Leite destacou que o Estado vive o pior momento da pandemia, com recordes nos indicadores de internações. Ainda disse que pretende, independe da cor vermelha ou preta, publicar um decreto estadual sobre regras mais rígidas para o funcionamento do comércio, bares e restaurantes.
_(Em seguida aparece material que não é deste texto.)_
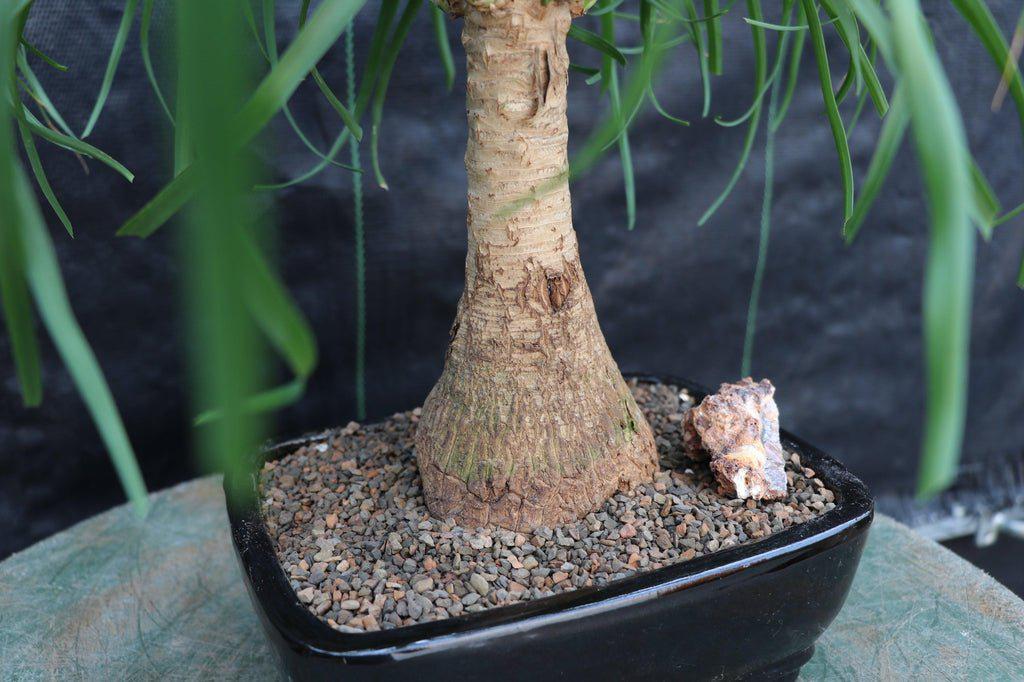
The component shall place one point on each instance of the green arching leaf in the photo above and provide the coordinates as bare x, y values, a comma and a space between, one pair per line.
51, 300
250, 16
660, 110
872, 82
586, 71
945, 170
75, 144
774, 27
985, 205
42, 55
893, 130
832, 109
983, 24
702, 59
869, 14
387, 65
39, 94
793, 75
143, 43
764, 233
849, 33
307, 48
44, 184
264, 401
597, 42
443, 48
346, 117
273, 309
606, 8
271, 55
861, 100
14, 300
358, 242
1009, 215
846, 86
112, 64
625, 154
714, 36
760, 69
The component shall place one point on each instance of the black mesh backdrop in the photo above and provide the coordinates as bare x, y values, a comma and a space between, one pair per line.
839, 332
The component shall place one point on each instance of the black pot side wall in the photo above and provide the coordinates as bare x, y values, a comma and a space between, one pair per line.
753, 610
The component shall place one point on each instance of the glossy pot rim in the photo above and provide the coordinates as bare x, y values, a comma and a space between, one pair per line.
304, 632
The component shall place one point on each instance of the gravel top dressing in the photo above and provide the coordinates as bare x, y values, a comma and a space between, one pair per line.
363, 553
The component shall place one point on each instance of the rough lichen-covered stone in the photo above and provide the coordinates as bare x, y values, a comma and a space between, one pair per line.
737, 429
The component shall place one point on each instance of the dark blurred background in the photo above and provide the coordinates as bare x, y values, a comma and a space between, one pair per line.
839, 331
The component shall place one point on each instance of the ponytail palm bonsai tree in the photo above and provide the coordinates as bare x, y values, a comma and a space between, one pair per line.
530, 422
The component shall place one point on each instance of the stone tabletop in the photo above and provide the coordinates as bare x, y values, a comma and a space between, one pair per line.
116, 597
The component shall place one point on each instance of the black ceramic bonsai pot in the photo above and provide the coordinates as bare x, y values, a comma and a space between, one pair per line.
752, 611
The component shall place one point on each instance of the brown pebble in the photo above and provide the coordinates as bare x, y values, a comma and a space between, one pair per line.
354, 503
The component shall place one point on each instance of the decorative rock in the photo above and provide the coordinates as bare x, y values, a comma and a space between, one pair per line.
376, 557
737, 429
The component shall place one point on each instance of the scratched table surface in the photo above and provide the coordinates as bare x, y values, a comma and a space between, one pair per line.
115, 597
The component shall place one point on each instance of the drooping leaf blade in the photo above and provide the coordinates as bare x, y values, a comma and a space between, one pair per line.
112, 65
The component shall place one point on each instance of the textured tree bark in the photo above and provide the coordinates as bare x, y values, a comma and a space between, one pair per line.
530, 422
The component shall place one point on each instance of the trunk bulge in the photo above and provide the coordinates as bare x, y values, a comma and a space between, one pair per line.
530, 422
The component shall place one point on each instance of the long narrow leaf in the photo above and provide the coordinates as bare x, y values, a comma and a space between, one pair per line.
44, 184
760, 69
983, 24
75, 144
346, 116
945, 169
893, 130
985, 205
17, 315
143, 43
307, 48
832, 109
54, 309
714, 36
39, 94
614, 96
387, 66
793, 74
443, 48
112, 64
270, 37
597, 42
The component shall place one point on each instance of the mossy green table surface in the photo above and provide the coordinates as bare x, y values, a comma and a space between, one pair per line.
118, 598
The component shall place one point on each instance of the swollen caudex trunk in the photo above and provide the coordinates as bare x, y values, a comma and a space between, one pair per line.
530, 422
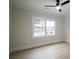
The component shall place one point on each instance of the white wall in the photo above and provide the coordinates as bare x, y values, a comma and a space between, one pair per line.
67, 28
21, 33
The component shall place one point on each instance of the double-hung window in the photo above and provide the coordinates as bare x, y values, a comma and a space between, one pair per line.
43, 27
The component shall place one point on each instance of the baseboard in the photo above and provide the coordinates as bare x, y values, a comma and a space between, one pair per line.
39, 46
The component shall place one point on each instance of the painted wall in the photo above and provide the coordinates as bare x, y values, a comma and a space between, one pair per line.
67, 28
21, 29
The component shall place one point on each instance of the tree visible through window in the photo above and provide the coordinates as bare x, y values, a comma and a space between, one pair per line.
43, 27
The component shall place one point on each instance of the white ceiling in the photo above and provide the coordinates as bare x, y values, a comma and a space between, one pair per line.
39, 5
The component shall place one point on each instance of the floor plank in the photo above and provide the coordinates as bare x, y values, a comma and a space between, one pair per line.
55, 51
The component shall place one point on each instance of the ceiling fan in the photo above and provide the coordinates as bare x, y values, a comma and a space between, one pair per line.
58, 4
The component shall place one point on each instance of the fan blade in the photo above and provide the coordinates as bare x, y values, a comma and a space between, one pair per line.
60, 10
57, 2
65, 3
50, 6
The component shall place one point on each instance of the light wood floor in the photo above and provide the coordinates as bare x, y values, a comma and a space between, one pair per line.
55, 51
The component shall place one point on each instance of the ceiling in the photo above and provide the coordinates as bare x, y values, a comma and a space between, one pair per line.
39, 5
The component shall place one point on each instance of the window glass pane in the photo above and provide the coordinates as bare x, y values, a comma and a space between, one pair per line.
39, 27
50, 28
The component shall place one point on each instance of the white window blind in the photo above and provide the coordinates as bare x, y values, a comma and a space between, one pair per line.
43, 27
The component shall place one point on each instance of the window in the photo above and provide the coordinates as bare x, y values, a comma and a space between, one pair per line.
50, 28
39, 28
43, 27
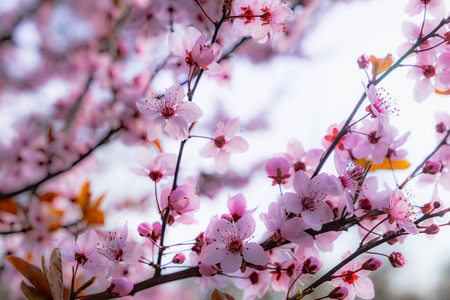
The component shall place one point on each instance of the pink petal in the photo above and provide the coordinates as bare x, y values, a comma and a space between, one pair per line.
209, 150
177, 128
292, 202
231, 262
255, 254
213, 254
312, 219
155, 128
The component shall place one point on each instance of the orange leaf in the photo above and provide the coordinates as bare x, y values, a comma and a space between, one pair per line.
447, 92
9, 205
218, 295
54, 274
34, 275
32, 293
380, 65
85, 197
48, 197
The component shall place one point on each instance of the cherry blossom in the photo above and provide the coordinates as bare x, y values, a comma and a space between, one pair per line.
83, 251
309, 199
116, 248
401, 212
156, 168
231, 245
193, 48
353, 277
170, 113
224, 143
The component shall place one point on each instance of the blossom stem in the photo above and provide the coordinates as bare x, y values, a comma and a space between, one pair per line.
156, 198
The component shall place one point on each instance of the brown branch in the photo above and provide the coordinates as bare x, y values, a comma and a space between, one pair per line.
35, 185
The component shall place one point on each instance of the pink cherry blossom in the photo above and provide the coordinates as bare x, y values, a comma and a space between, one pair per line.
117, 249
83, 251
224, 143
401, 212
381, 106
278, 169
255, 285
193, 48
181, 201
155, 168
231, 245
309, 198
283, 229
305, 161
373, 146
354, 278
238, 207
170, 113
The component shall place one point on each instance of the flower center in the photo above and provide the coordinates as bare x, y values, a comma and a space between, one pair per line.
299, 166
80, 258
220, 141
247, 14
372, 138
235, 246
155, 175
308, 203
428, 71
349, 277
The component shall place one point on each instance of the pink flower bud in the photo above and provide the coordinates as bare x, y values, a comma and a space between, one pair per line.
432, 167
339, 293
432, 229
179, 258
372, 264
120, 287
145, 229
363, 61
311, 265
227, 217
392, 241
440, 128
156, 233
397, 259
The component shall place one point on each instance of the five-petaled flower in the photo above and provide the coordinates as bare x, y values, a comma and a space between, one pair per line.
231, 245
170, 113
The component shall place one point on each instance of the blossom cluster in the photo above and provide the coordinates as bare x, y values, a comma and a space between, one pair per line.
48, 200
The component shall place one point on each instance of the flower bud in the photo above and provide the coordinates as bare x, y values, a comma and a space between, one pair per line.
145, 229
156, 233
227, 217
179, 258
311, 265
363, 61
440, 128
432, 167
397, 259
339, 293
120, 287
432, 229
392, 241
372, 264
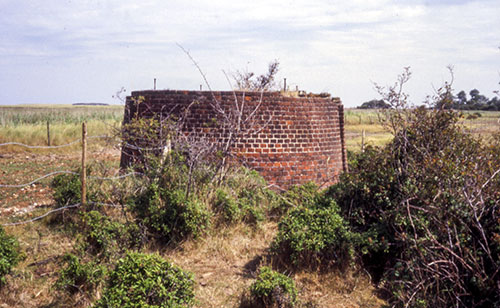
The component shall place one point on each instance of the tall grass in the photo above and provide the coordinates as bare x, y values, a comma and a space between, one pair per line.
67, 114
479, 123
28, 124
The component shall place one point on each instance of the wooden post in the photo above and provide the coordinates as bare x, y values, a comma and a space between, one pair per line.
363, 141
84, 158
48, 133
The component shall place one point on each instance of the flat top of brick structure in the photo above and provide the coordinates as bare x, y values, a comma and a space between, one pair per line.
287, 94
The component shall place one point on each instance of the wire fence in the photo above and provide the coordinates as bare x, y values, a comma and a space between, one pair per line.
57, 210
82, 174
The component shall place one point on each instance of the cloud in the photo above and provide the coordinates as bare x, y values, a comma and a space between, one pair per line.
94, 47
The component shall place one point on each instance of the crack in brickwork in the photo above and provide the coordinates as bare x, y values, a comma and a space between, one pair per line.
301, 138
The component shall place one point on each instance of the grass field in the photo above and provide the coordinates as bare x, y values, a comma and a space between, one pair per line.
220, 261
482, 124
28, 124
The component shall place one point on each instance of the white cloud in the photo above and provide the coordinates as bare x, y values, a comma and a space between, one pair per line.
323, 45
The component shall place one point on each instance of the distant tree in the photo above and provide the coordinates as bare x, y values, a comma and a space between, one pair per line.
374, 104
461, 98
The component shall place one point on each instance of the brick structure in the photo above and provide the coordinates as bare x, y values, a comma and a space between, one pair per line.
302, 138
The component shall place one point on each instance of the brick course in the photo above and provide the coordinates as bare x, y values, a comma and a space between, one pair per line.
302, 138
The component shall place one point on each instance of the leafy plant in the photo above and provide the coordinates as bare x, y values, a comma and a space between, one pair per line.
9, 254
147, 280
430, 200
78, 276
103, 236
169, 214
314, 233
272, 289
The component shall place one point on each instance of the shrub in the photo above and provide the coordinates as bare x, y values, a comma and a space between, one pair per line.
79, 277
104, 236
273, 289
314, 234
9, 254
146, 280
246, 207
169, 214
430, 198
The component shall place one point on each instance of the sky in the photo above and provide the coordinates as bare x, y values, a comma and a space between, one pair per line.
70, 51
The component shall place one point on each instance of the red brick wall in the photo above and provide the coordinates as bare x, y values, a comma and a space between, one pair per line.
301, 138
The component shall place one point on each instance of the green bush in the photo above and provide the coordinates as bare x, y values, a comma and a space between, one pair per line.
246, 207
429, 202
273, 289
79, 277
105, 237
305, 195
147, 280
9, 254
314, 234
169, 214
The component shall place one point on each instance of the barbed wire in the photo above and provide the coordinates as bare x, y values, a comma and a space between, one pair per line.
134, 147
114, 177
52, 146
39, 179
70, 172
41, 216
57, 210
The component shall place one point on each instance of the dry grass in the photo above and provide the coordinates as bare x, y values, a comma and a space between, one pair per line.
28, 124
359, 120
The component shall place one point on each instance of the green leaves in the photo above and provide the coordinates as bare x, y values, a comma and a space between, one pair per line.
147, 280
273, 289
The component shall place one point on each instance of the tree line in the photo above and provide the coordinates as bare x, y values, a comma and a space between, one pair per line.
461, 101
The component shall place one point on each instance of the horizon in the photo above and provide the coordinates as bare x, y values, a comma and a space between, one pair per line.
65, 53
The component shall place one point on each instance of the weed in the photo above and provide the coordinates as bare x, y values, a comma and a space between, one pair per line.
78, 276
9, 254
147, 280
273, 289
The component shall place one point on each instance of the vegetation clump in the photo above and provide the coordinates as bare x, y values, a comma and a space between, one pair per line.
429, 203
314, 233
169, 214
78, 276
272, 289
9, 254
147, 280
104, 237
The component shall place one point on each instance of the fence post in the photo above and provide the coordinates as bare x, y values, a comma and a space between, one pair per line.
363, 141
84, 170
48, 133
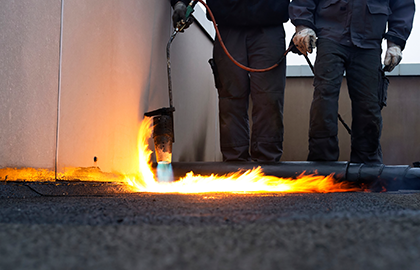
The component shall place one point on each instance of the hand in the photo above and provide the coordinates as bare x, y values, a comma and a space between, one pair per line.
393, 56
304, 39
178, 17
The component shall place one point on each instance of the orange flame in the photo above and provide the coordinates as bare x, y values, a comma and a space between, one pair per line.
251, 181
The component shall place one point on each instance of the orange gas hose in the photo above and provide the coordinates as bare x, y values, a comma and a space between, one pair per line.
230, 56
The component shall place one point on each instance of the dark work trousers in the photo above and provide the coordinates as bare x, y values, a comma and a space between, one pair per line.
363, 75
256, 47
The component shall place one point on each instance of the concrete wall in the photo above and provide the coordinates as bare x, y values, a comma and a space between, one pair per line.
114, 69
29, 38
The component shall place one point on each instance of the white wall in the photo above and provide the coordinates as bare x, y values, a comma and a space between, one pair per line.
113, 70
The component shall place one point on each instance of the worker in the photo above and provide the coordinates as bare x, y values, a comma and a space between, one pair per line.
254, 35
350, 34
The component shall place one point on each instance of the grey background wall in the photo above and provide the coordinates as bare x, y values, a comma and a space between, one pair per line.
401, 121
113, 70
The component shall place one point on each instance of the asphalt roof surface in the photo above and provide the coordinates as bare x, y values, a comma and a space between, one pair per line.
211, 231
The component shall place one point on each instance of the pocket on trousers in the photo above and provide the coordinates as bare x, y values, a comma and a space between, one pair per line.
383, 89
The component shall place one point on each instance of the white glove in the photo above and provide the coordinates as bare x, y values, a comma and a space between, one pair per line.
304, 39
393, 56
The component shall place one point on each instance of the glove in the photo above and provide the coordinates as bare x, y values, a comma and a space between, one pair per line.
179, 15
393, 56
304, 39
294, 48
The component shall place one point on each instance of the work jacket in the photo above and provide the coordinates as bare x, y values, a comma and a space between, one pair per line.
356, 22
247, 12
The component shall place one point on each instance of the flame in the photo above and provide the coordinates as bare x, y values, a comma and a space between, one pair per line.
251, 181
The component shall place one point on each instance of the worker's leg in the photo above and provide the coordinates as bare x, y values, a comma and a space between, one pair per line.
233, 95
363, 75
329, 69
266, 46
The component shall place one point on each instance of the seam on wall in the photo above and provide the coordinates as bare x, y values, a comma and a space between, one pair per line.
60, 61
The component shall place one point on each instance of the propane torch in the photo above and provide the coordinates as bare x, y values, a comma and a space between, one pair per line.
163, 118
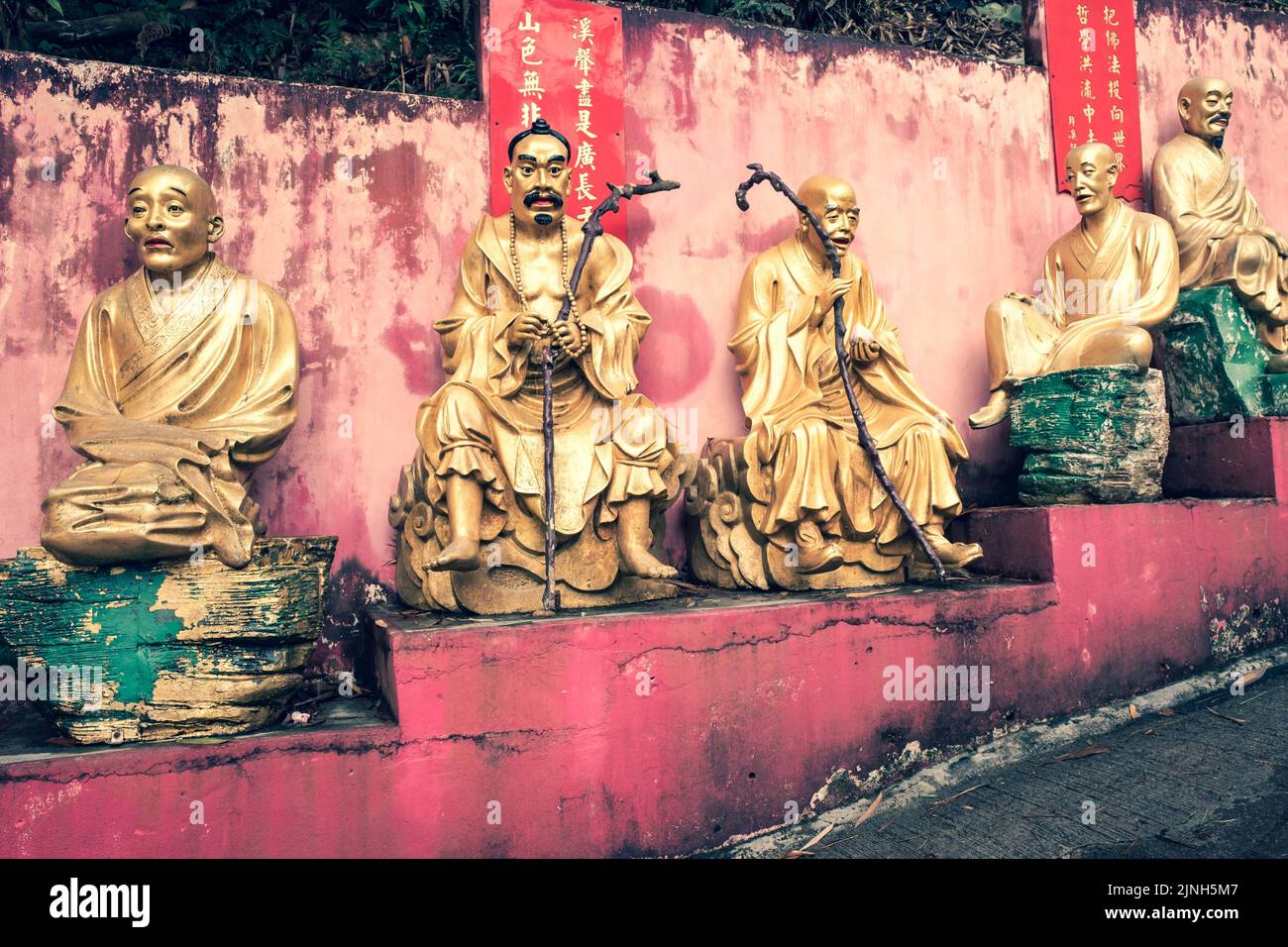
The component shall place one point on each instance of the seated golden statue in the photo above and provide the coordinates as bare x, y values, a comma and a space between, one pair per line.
469, 509
1222, 235
1106, 283
181, 382
797, 502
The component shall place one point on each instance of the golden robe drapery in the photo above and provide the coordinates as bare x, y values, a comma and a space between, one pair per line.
1198, 191
803, 454
174, 410
485, 421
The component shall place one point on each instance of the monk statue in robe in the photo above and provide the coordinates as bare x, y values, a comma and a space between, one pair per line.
811, 489
471, 506
1106, 285
1223, 237
181, 382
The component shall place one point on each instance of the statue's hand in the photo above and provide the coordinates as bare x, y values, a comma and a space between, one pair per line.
527, 328
823, 304
567, 335
864, 352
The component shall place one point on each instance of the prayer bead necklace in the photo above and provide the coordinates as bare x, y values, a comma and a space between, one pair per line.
574, 315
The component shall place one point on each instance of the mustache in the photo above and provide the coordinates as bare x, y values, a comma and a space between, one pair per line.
533, 196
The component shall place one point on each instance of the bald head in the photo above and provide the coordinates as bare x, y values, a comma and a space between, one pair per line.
1205, 105
170, 218
1091, 170
820, 189
1094, 153
835, 205
175, 178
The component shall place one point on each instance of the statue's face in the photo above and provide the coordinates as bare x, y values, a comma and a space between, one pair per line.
539, 180
1091, 171
168, 215
837, 209
1205, 106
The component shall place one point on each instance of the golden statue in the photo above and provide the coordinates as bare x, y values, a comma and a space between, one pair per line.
1106, 283
469, 508
1219, 228
181, 382
797, 502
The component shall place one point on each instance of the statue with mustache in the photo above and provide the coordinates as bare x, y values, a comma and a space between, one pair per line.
471, 512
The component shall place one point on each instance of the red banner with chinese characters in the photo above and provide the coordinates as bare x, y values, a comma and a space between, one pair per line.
559, 60
1091, 55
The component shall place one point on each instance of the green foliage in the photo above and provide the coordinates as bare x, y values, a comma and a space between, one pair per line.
429, 46
398, 46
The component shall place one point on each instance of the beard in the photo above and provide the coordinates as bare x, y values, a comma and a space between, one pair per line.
533, 196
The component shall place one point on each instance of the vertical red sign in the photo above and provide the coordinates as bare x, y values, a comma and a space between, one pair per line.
1091, 54
559, 60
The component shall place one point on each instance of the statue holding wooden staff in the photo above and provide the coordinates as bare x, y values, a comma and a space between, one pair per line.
539, 412
848, 474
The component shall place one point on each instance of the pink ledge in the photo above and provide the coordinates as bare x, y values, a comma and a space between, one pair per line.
662, 729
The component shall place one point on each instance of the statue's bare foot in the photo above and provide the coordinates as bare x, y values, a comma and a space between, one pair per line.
819, 558
953, 554
459, 556
638, 561
995, 411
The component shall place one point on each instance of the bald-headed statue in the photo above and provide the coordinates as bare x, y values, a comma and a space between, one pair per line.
1222, 235
469, 510
181, 382
1106, 285
809, 493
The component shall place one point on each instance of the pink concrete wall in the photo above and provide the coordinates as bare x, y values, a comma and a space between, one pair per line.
1247, 50
949, 158
355, 205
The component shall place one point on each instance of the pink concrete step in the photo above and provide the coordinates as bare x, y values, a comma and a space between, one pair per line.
661, 729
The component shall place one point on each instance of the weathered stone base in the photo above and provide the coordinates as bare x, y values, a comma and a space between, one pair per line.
1214, 364
168, 650
726, 551
1094, 436
660, 729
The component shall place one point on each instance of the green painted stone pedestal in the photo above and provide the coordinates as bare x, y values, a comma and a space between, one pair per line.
162, 651
1093, 436
1212, 363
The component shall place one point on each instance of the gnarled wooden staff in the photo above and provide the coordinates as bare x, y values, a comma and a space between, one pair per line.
842, 357
590, 231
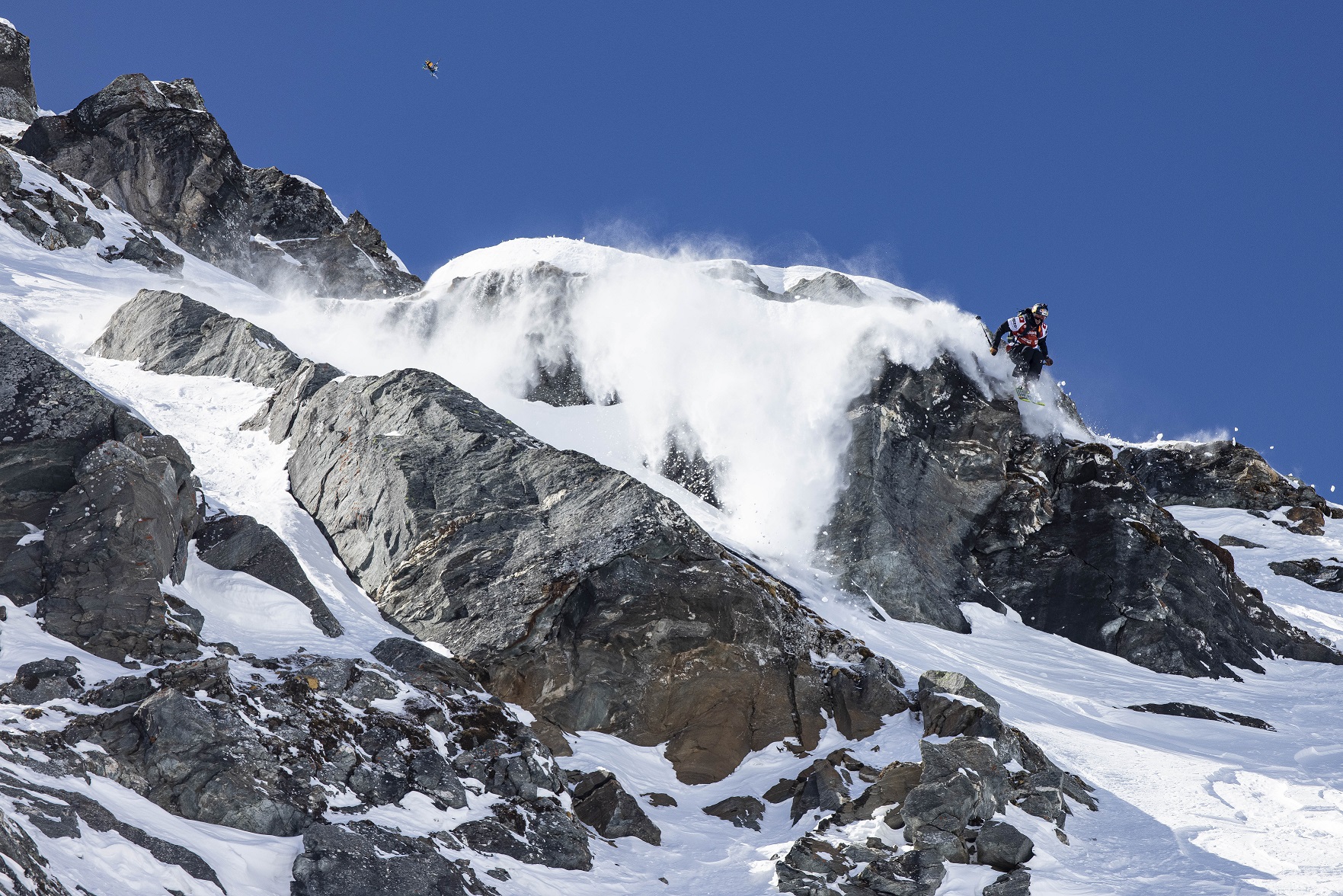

Haverás suspensão geral de atividades entre 22h e 5h (não é toque de recolher), entre os dias 20 de fevereiro e 1º de março.
O número de internados em UTI por síndrome respiratória aguda grave (SRAG) aumentou 20,3% no Estado entre as duas últimas quintas-feiras (977 para 1.175); de leitos clínicos disparou 44,2% e os de leitos de UTI com covid-19 aumentou 18,7%. Casos ativos reduziu 1,17% e o registros de óbitos pela doença ficou estável, de 363 para 365.
As regiões em bandeira preta nesta 42ª semana são Canoas, Capão da Canoa, Caxias do Sul, Erechim, Lajeado, Novo Hamburgo, Palmeira das Missões, Passo Fundo, Porto Alegre, Santa Cruz do Sul e Taquara.
Para o governador, esta situação crítica demanda ações mais fortes de restrições e de consciência da população e do conjunto de autoridades que, ao lado do governo do Estado, devem trabalhar para evitarem que este contágio acelere e vire algo que não consigamos mais controlar à tempo, como um colapso no sistema único de saúde.
- Posso afirmar, sem dúvida nenhuma, que é o pior momento que enfrentamos, e não imaginávamos que enfrentaríamos um momento como este depois das duas primeiras ondas que tivemos - destacou.
Guaíba
Quanto aos seus quatro indicadores regionais, Guaíba obteve as seguintes bandeiras: no de incidência (número de hospitalizações por covid-19 para cada 100 mil habitantes) a bandeira foi vermelha; no de projeção de óbitos foi preta; quanto à velocidade de avanço (hospitalizações confirmadas nos últimos 7 dias / hospitalizações confirmadas nos 7 dias anteriores) a bandeira também foi preta; e com relação ao estágio da evolução na região (ativos/recuperados) foi amarela.
O número de novos registros de hospitalizações por covid-19, nos últimos 7 dias, comparado com a semana anterior, apresentou um aumento de 81.2%, passando de 16 para 29. Quanto ao número de óbitos teve queda de 25.0%, de 12 para 9. A quantidade de internados em UTI por SRAG, comparado com a semana anterior, teve um acréscimo de 21.7%, de 23 para 28. No caso do número de internados em leitos clínico verifica-se estabilidade, de 11 para 11.
Para o número de internados em UTI confirmadas para Covid-19, a situação foi de um aumento de 16.7%, passando de 18 para 21.
De casos ativos observados na penúltima semana, comparado à anterior, houve queda de 11.3%, passando de 522 para 463, e, quanto aos casos recuperados nos 50 dias prévios à penúltima semana, comparado à anterior, registrou estabilidade (com variação de -1.7%), de 2291 para 2251. Com isso a razão entre as duas variáveis teve uma queda de 9.7%, passando de 0.23 para 0.21.
Com relação ao número de leitos de UTI livres para atender covid-19 no último dia, o quantitativo apresentou uma queda de 21.7%, passando de 23 para 18.